Sanitarisation du handicap
Il peut sembler paradoxal d’évoquer une sanitarisation du
handicap à l’heure ou les personnes en situation de handicap sont davantage
reconnues dans leurs droits, tant dans la philosophie de la loi de 2005 sur
« l’égalité des droits et des chances, la participation et la
citoyenneté des personnes handicapées » que dans la Convention
relative aux droits des personnes handicapées, ratifiée par la France en 2010.
Ces évolutions sont accompagnées d’un discours prétendant faire évoluer les
conceptions d’une approche de soins ver une approche de droits.

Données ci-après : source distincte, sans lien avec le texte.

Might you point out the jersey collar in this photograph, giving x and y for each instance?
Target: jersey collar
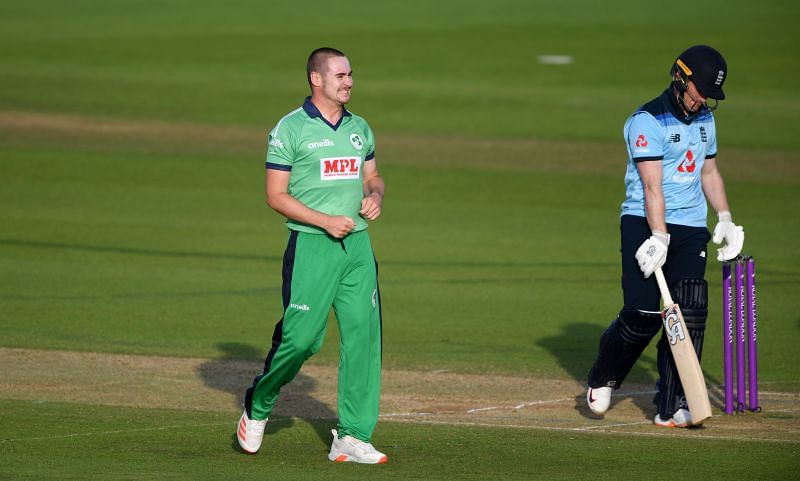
(313, 112)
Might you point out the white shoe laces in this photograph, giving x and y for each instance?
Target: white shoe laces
(257, 427)
(363, 447)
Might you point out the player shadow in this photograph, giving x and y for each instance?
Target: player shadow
(575, 348)
(234, 371)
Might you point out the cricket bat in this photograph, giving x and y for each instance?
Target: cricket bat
(694, 384)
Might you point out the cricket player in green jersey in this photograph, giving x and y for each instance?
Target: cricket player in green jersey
(321, 174)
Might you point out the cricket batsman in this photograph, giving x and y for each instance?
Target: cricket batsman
(321, 174)
(671, 176)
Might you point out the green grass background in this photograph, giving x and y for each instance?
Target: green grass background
(493, 258)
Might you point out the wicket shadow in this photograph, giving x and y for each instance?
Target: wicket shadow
(575, 349)
(234, 371)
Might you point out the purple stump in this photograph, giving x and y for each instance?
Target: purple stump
(739, 287)
(752, 357)
(727, 337)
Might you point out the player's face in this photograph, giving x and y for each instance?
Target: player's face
(692, 98)
(337, 80)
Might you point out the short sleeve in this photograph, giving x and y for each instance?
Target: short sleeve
(369, 142)
(280, 149)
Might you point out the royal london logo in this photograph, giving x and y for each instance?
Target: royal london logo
(688, 165)
(339, 168)
(276, 142)
(356, 141)
(321, 143)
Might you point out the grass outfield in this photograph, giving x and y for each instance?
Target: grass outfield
(132, 221)
(97, 442)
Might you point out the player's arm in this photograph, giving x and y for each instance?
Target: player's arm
(650, 171)
(653, 252)
(373, 191)
(725, 230)
(278, 198)
(713, 186)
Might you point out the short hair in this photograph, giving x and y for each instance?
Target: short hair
(317, 59)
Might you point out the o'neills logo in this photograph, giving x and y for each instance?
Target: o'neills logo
(339, 168)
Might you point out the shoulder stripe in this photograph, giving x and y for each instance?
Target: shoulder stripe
(284, 118)
(274, 166)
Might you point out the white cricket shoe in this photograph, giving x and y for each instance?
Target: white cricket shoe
(350, 449)
(681, 419)
(599, 398)
(250, 433)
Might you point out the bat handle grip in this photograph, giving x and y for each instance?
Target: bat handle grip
(662, 286)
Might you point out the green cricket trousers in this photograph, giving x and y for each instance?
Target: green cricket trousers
(320, 272)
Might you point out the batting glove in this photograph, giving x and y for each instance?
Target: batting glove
(652, 253)
(732, 234)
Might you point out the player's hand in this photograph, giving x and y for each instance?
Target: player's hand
(339, 226)
(732, 234)
(371, 206)
(652, 253)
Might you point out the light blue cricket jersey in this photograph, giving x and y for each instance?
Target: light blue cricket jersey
(658, 131)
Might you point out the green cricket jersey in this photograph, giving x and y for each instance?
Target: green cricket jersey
(325, 162)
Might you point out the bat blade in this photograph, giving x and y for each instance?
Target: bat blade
(687, 364)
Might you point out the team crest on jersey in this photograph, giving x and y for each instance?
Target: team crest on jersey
(355, 139)
(339, 168)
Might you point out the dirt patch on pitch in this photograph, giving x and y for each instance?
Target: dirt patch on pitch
(407, 396)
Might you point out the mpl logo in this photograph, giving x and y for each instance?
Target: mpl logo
(339, 168)
(688, 164)
(672, 325)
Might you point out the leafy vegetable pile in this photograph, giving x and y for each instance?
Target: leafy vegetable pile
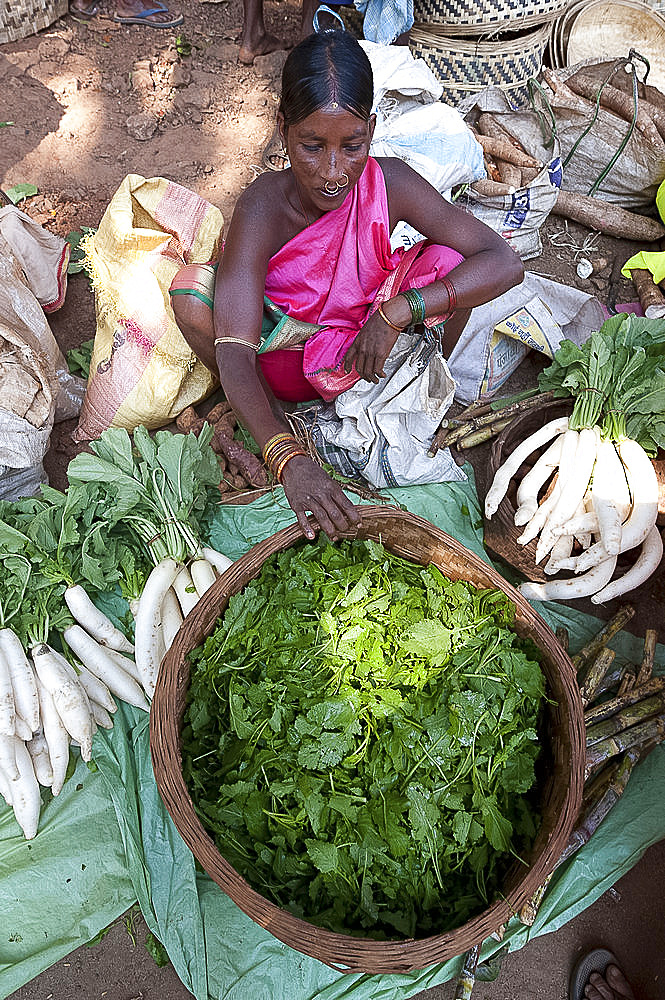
(360, 738)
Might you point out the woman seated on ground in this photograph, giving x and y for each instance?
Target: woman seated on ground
(315, 239)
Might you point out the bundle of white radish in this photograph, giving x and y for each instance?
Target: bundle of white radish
(601, 496)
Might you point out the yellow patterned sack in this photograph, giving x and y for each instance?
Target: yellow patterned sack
(142, 370)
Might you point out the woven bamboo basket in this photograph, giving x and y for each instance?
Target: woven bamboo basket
(562, 738)
(466, 66)
(481, 17)
(20, 18)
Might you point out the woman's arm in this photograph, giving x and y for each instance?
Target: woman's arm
(490, 267)
(253, 237)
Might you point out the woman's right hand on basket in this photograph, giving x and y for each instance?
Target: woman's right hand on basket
(309, 488)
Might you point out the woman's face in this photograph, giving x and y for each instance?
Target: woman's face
(328, 151)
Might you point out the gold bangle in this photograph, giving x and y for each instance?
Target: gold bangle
(400, 329)
(234, 340)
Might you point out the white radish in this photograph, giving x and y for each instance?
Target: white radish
(101, 716)
(538, 520)
(94, 621)
(573, 588)
(646, 563)
(505, 472)
(643, 485)
(185, 591)
(560, 550)
(26, 800)
(148, 623)
(8, 756)
(534, 480)
(574, 474)
(203, 575)
(23, 678)
(41, 760)
(126, 664)
(103, 665)
(7, 706)
(217, 559)
(171, 617)
(609, 495)
(57, 739)
(68, 696)
(95, 688)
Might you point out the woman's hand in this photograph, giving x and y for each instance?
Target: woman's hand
(309, 488)
(370, 349)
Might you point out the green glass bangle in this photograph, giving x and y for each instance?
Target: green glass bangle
(416, 304)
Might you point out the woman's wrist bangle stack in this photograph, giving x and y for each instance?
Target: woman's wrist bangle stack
(400, 329)
(452, 294)
(416, 304)
(278, 452)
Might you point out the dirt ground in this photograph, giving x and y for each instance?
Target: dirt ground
(91, 102)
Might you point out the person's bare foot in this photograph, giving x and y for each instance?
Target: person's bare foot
(259, 45)
(613, 985)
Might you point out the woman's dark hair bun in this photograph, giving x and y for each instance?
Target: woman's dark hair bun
(327, 67)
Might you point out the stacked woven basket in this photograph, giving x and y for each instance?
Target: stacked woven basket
(473, 44)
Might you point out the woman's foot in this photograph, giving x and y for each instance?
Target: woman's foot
(611, 985)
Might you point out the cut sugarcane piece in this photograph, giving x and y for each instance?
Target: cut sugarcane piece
(608, 708)
(612, 746)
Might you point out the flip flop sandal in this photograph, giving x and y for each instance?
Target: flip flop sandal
(274, 156)
(142, 18)
(594, 961)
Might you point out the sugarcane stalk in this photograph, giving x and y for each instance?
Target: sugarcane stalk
(630, 716)
(646, 667)
(608, 708)
(600, 795)
(467, 976)
(595, 674)
(651, 729)
(483, 434)
(609, 629)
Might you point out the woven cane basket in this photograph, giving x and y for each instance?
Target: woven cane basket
(20, 18)
(562, 741)
(480, 17)
(466, 66)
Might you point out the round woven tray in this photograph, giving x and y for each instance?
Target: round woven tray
(466, 66)
(471, 17)
(562, 759)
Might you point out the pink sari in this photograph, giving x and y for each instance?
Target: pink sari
(336, 272)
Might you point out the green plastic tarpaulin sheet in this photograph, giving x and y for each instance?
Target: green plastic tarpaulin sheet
(107, 841)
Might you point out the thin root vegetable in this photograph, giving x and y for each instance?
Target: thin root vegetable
(534, 480)
(148, 621)
(26, 800)
(171, 617)
(185, 591)
(7, 705)
(203, 575)
(23, 678)
(646, 563)
(94, 621)
(605, 217)
(57, 739)
(505, 472)
(68, 696)
(217, 559)
(578, 586)
(610, 496)
(103, 665)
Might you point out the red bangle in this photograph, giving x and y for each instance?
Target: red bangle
(452, 294)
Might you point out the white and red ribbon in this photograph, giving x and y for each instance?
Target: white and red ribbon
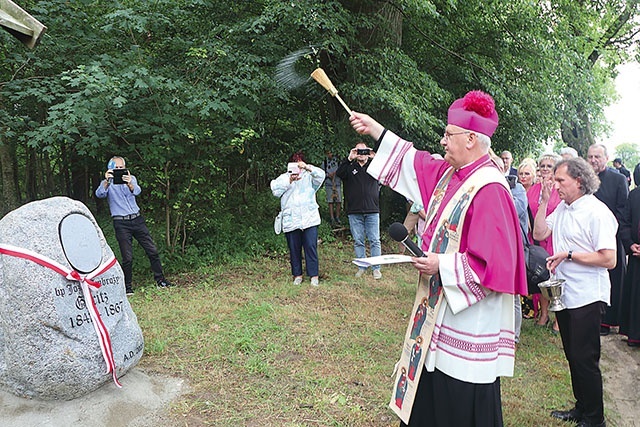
(85, 281)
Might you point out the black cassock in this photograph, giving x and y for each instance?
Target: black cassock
(630, 306)
(614, 192)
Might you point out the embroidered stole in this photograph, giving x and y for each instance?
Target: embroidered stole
(428, 296)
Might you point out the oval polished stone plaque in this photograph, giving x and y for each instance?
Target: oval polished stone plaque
(80, 243)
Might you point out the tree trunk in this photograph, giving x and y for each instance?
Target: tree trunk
(9, 198)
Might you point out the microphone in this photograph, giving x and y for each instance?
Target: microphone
(398, 232)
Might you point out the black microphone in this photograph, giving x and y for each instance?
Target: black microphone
(398, 232)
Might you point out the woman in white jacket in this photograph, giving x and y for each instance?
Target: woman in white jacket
(300, 215)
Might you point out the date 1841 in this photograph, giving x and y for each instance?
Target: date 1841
(85, 318)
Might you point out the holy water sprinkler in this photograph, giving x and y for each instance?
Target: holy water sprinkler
(321, 77)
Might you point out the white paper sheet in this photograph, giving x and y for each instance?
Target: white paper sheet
(380, 260)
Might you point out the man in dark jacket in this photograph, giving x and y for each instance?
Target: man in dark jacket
(362, 194)
(613, 192)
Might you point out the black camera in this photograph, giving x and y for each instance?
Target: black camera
(118, 174)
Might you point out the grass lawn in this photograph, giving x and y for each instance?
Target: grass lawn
(259, 351)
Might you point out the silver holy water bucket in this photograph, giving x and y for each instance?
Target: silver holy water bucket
(552, 291)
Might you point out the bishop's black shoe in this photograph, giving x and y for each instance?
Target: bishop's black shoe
(164, 283)
(572, 415)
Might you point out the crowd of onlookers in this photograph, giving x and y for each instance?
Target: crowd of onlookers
(624, 310)
(362, 191)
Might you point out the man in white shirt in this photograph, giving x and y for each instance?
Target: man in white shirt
(584, 246)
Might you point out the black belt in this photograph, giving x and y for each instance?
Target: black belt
(132, 216)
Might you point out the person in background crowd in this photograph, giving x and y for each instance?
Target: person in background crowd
(520, 201)
(297, 189)
(546, 164)
(333, 187)
(507, 160)
(630, 236)
(474, 275)
(568, 153)
(363, 203)
(527, 173)
(584, 247)
(613, 192)
(617, 163)
(128, 223)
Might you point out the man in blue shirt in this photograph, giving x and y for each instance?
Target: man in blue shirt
(128, 222)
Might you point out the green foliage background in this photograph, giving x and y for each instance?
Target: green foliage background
(185, 91)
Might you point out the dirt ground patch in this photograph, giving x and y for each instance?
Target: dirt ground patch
(621, 371)
(143, 401)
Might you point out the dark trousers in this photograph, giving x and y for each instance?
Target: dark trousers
(443, 401)
(580, 332)
(126, 230)
(306, 239)
(616, 277)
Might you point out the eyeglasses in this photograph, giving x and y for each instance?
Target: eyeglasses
(448, 135)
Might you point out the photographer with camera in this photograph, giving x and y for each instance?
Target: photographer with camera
(120, 188)
(362, 194)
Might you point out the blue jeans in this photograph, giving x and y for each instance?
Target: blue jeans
(366, 225)
(307, 239)
(126, 231)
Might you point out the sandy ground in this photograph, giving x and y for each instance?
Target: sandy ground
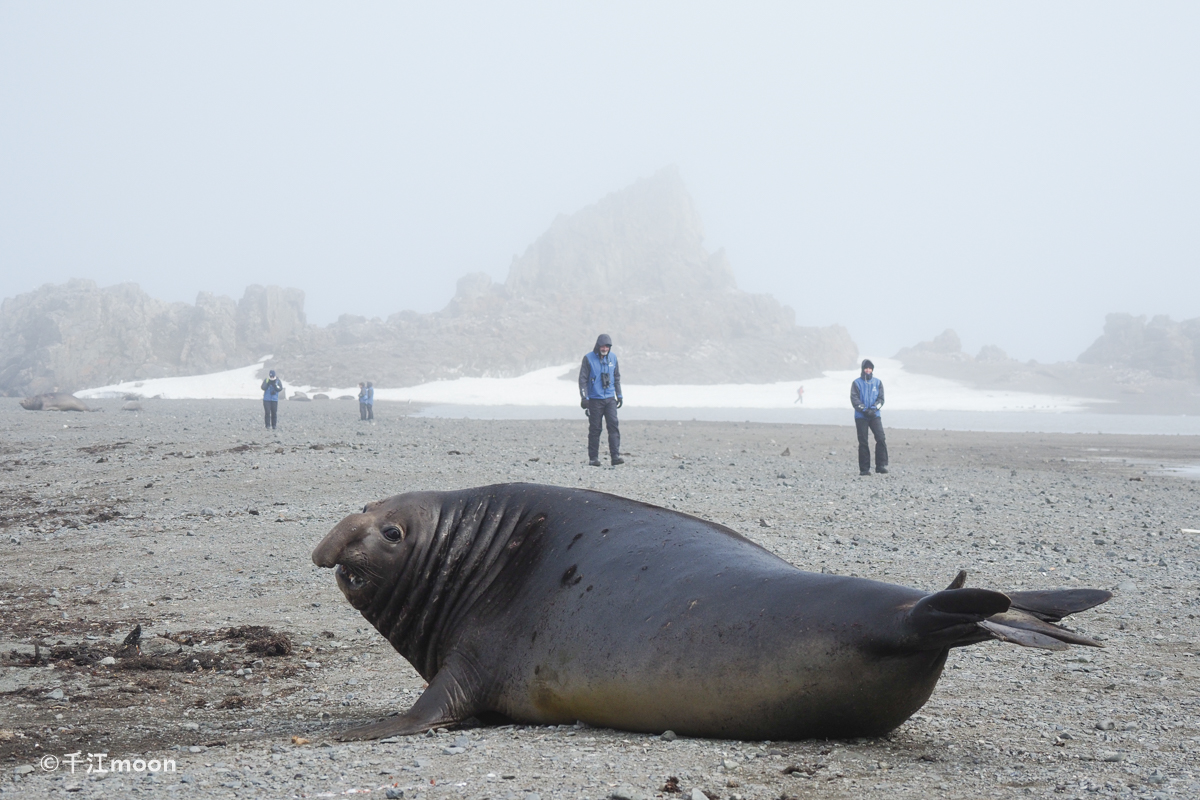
(190, 521)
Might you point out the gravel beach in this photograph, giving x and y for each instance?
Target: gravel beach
(190, 521)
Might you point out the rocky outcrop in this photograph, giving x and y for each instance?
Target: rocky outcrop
(77, 335)
(1161, 347)
(634, 265)
(1114, 371)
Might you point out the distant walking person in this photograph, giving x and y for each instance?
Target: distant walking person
(867, 397)
(600, 398)
(271, 390)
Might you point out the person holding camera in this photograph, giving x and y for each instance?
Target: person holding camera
(600, 398)
(867, 397)
(271, 390)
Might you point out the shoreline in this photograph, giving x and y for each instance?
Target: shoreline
(189, 519)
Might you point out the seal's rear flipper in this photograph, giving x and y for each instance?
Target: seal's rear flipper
(1055, 603)
(1029, 621)
(444, 703)
(949, 618)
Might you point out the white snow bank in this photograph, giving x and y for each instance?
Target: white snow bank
(547, 388)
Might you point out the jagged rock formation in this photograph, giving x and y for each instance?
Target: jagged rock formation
(633, 265)
(77, 335)
(1161, 347)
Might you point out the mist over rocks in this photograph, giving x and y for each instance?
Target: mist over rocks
(78, 335)
(1161, 347)
(633, 265)
(1132, 368)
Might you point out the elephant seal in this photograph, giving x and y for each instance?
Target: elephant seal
(549, 605)
(54, 402)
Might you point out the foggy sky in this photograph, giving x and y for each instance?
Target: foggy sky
(1011, 170)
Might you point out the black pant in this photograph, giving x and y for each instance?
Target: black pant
(881, 445)
(600, 410)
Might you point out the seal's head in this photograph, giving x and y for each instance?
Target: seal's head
(367, 551)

Pour autant,
traces du passé et injonctions du présent, les personnes en situation de
handicap font toujours l’objet d’un enjeu prioritaire de soins.
Tout d’abord en ce que la notion de santé a évolué : depuis la fin de seconde guerre mondiale, la santé est un état de complet bien-être physique, mental et social, qui ne consiste pas seulement en l'absence de maladies ou d'infirmité. A ce titre, la préoccupation de santé recouvre d’immenses domaines du fonctionnement humain, y compris dans ses aspects sociaux. Lorsqu’il n’y a pas de problème majeur de fonctionnement, les conséquences de cette approche ne sont pas visibles, mais dès lors qu’il y a handicap, tous les aspects de la vie ont tendance à être soumis à des critères de santé.
Les vieilles habitudes dans les pratiques de prise en charge
des personnes handicapées n’ont bien évidemment pas disparu. Le thérapeutique,
présent dans le triangle institutionnel pédagogique/éducatif/thérapeutique a
pris de l’ampleur à l’appui des innovations thérapeutiques et cliniques et de
la croissance exponentielle des professionnels paramédicaux. Au point même
parfois que ce volet soit parfois mis comme pilote des volets éducatifs et pédagogiques
(en termes de méthodes comme de priorités d’intervention). A l’image de ce qui
se passe dans les EHPAD, où les grilles médicales sont d’une importance extrême
dans les modèles tarifaires (prestations de soins ou celles relevant de la
perte d’autonomie), dans une moindre mesure, les critères qui arrivent des les
services de personnes handicapés sont très référés aux soins, et les
prestations validées au regard des besoins de santé au sens large (et quasi
comprenant l’autonomie et la participation sociale). La préoccupation de soin
reste encore première par rapport à celle de droits.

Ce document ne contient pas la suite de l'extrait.